Angelika Gardiner, ebenfalls im Mehr-Demokratie-Landesvorstand Hamburg, hat als Wahlhelferin in Eimsbüttel mitgewirkt. Ihre Beobachtungen: „In unserem Wahllokal hat niemand über das komplizierte Wahlrecht geklagt, und beim Auszählen konnte man sehen, dass fast alle Wählerinnen und Wähler ihre Stimmen sehr bewusst vergeben haben. 2011, bei der ersten Wahl nach dem neuen System, haben manche Leute mit ihren fünf Kreuzen noch grafische Muster anzulegen versucht, das war diesmal überhaupt nicht der Fall. Wir hatten auch kaum ungültige Stimmen. Nur bei den Wahlkreislisten wurden bei uns vier oder fünf leere Stimmlisten abgegeben.

Auch das Auszählen ging erstaunlich schnell und problemlos - wir waren am Sonntagabend um 20 Uhr und am Montagmorgen um 11 Uhr fertig.“

Die Hamburger Bürgerinnen und Bürger haben sich selbst ein Wahlrecht gegeben, das ihnen mehr Einfluss auf die personelle Zusammensetzung ihrer Volksvertretungen gibt. Das ist doch toll und da ist Hamburg Spitze und Vorbild für andere Bundesländer. So kann man motivieren an der Wahl teilzunehmen. Was ist daran so schwer?

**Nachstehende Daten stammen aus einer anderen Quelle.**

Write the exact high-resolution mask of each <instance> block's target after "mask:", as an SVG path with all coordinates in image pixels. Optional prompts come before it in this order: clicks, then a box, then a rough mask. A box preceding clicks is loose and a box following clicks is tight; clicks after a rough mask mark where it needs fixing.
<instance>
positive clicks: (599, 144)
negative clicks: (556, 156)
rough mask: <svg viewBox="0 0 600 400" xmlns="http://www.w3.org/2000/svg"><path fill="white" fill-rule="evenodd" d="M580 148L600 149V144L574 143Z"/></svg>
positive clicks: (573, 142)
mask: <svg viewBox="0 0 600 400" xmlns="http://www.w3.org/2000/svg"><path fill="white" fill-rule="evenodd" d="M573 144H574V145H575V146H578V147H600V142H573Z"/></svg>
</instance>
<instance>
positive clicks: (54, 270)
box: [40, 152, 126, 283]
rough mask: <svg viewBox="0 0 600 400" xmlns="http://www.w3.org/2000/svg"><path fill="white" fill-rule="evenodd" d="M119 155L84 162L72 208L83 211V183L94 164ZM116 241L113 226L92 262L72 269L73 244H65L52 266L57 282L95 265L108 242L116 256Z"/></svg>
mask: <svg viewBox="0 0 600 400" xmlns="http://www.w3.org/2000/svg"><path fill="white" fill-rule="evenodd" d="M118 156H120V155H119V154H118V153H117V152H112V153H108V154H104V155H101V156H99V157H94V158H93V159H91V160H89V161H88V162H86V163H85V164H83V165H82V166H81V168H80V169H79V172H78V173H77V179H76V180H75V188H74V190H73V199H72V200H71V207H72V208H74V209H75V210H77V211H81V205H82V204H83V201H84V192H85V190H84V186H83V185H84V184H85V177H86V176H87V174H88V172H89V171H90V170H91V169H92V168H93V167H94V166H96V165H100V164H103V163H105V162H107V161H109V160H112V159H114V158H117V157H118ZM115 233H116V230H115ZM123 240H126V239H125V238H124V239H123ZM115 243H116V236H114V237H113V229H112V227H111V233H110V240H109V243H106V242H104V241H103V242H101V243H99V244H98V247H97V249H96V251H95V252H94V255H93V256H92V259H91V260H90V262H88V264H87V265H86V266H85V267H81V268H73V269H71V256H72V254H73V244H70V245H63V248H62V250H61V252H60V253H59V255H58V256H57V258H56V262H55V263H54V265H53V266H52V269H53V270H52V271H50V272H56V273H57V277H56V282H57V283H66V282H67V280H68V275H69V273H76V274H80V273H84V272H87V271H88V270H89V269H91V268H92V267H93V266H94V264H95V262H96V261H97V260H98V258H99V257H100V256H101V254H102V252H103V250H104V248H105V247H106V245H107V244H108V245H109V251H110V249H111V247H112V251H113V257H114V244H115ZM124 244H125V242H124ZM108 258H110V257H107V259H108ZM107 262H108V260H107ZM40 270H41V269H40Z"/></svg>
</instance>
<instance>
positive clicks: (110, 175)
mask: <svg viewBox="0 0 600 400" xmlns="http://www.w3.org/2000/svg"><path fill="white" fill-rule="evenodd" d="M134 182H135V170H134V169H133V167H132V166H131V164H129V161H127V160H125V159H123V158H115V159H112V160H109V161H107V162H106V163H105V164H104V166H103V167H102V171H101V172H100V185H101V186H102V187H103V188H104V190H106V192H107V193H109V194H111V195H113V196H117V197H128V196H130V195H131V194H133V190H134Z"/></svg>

Dieser Effekt kann verbessert werden. Dazu sollte es von Amts wegen eine Wahlkreis-Broschüre geben, in der sich die jeweiligen Wahlkreiskandidaten auf z.B einer halben Seite vorstellen. Sie wäre mit der Wahlbekanntmachung zu verschicken. Das könnte auch den Plakatwald lichten, innerparteilichen Stress abbauen und eine breitere Diskussion über die Kandidaten auslösen. Auch die Berufsbezeichnung der Kandidaten muss verlässlicher werden. Dazu muss das Wahlrecht nicht geändert werden.

All diese Feststellungen berühren das größte Problem unserer Demokratie: die sinkende Akzeptanz der Parteien und damit auch der parlamentarischen Demokratie.